研究課題
これまで、以下に示すような、経済学を中心とした理論的な探究、さらに人文社会科学全般にわたる思想的な考察を行ってきました。
T。第1に、「不均衡動学」理論を構築しました。「見えざる手」を「見える手」にするミクロ経済学的作業を出発点とし、貨幣経済を特徴づける「セー法則破綻」を明示的に導入したマクロ的動学理論です。それは、ヴィクセル的な不均衡累積過程とケインズ的な有効需要原理とを現代的に再定式化し、両者を同じ理論的枠組みのなかで統合する試みです。それによって、市場の「見えざる手」に対して全幅の信頼をおいてきた新古典派経済学とは逆に、価格や賃金が伸縮的になればなるほど貨幣経済は不安定化する傾向をもつことが明らかになり、ミクロ的効率性とマクロ的安定性の「二律背反」という資本主義に関する本質的な洞察を導きだすことができました。
U。次に、経済の長期均衡状態を、すべての利潤機会が消えた静態的な均衡として捉えるのではなく、多数の企業間のミクロ的な不均衡がマクロ的にバランスする統計的な均衡として捉える、「進化論的」な「シュムペーター動学」モデルの開発も行いました。それによって、長期においても資本主義経済には超過利潤が残り続けるというシュムペーター的な命題を提示することができました。

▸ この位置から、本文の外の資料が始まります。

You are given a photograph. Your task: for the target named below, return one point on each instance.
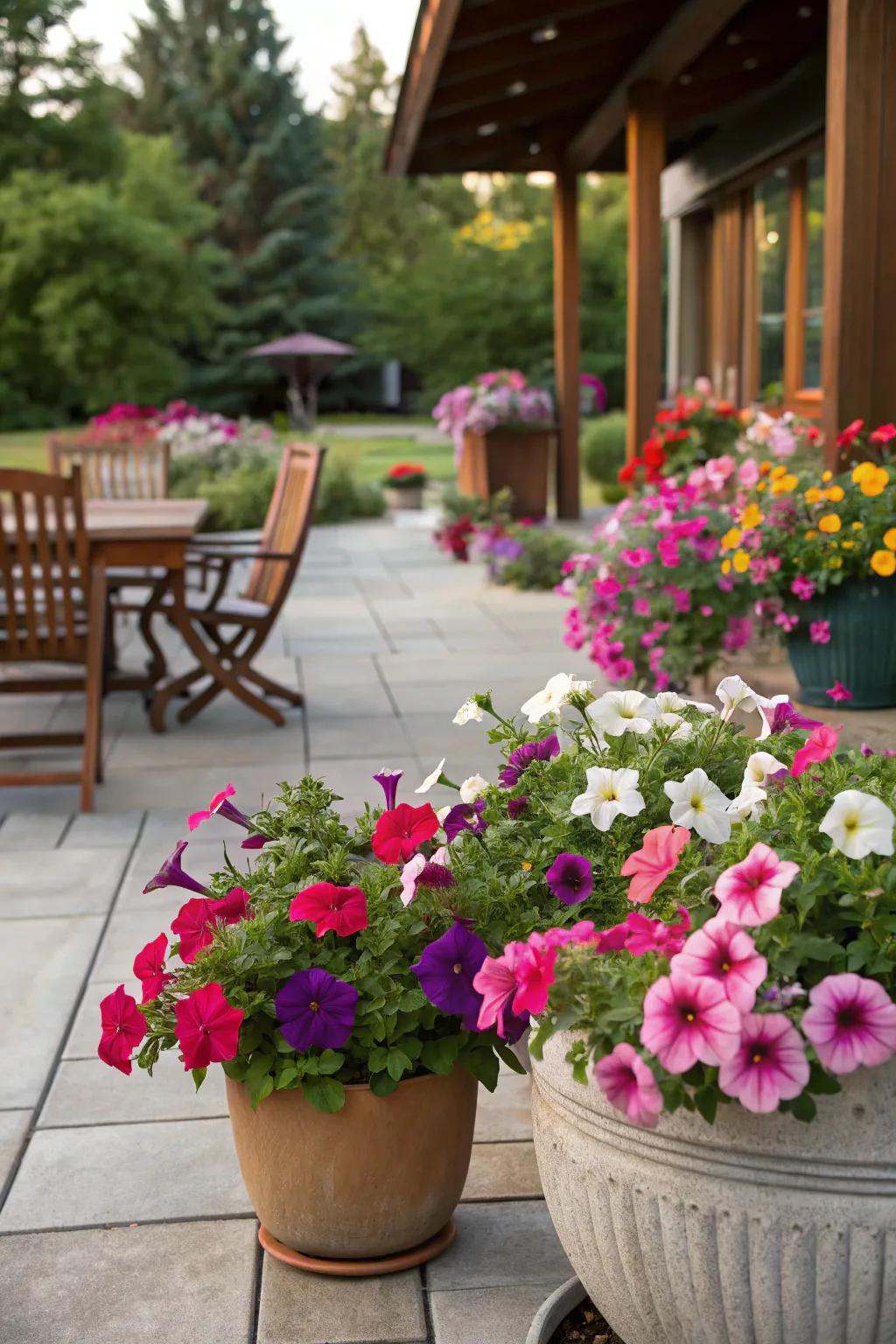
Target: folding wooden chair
(52, 609)
(113, 469)
(234, 629)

V。貨幣の基礎理論についても、サーチ理論的な枠組みを用いて、物々交換、商品貨幣交換、トークン貨幣交換、さらには互酬的贈与交換をそれぞれ異なった均衡の形態として定式化できる、分権的交換経済のモデルを構築しました。その結果、貨幣とは、すべての人が貨幣として使うから貨幣として使われるという「自己循環論法」の産物であり、技術や選好という経済の実体構造には本質的な意味では依存しない存立構造をもっていることが示され、それが物理的実体とも生物的実体とも異なる第三の実体――「社会的な実体」―であることを明らかにしました。

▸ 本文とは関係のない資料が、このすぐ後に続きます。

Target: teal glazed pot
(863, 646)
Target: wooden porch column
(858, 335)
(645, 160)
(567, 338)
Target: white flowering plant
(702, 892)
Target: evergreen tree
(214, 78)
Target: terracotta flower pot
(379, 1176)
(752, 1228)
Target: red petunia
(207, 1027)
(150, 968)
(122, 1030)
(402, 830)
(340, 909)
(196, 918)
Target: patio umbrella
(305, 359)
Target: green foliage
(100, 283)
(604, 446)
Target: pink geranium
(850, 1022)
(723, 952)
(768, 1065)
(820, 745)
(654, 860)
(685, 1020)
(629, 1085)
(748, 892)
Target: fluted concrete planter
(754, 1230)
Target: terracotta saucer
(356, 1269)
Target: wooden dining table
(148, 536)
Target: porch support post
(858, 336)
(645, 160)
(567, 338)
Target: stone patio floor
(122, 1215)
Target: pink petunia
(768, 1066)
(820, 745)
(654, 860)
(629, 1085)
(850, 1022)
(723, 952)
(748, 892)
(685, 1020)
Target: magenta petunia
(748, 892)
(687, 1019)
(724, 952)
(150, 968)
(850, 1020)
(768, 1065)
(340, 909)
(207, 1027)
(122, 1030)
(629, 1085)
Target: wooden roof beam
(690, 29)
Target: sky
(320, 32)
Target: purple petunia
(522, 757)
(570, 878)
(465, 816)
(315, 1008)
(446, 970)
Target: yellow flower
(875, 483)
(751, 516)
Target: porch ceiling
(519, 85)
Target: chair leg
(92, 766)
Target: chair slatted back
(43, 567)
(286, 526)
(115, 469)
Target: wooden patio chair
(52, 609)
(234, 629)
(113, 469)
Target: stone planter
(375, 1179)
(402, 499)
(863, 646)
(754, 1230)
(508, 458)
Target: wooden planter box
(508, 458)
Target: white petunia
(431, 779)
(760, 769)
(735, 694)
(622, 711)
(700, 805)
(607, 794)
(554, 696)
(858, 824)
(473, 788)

W。さらに、企業や会社を単なる契約の束とみなす主流派企業理論に対して、単なる企業と法人化された企業としての会社を概念的に峻別し、会社がヒトとモノの両義性を持つ「法人」を連結点にした二階建ての所有構造をしていることを示す、新たな株式会社論を展開しました。経済学だけでなく、経営学や法学にもまたがる研究です。それは、一方で、法人論争という法学史上の論争に決着をつけるとともに、他方で、経営者を株主の代理人とみなす既存の会社統治(コーポレート・ガバナンス)論に代わって、経営者は会社に対して忠実義務を負う信任受託者であることを強調する新たな理論的枠組みを提唱することができました。

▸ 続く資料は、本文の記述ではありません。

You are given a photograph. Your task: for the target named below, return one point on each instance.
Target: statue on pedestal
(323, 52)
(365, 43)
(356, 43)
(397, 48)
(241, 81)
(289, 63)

X。近年では、会社統治論の中核に見いだした「信任関係」に関する基礎理論を開発しています。自己契約は契約ではないという契約法の大原則から出発し、契約によって維持しようとすれば必然的に一方の自己契約となってしまう二者間の関係を信任関係と規定し、その維持のためには他者への倫理性の要求である忠実義務を法的に課す必然があることを示しました。しかも、倫理義務の法的義務化という一見した矛盾をはらむこの関係が、実践的にも維持可能であることも明らかにしています。
Y。また、大学院時代の仕事としては、静態的序数効用関数という一般的な異時点間効用関数に基づく最適成長モデルの構築があります。それは、経済学における複雑系(カオス)動学の先駆的研究ともなっています。
以上のような学問的な仕事と平行して、資本主義の過去と未来、グローバル化、ポスト近代、市民社会、贈与交換社会、貨幣・法・言語と人間社会、シェークスピア、アリストテレス、ギリシャ神話、カール・マルクス、J.
S. G.ボッグス、井原西鶴などを題材としたエッセイや本を多数出版してきました。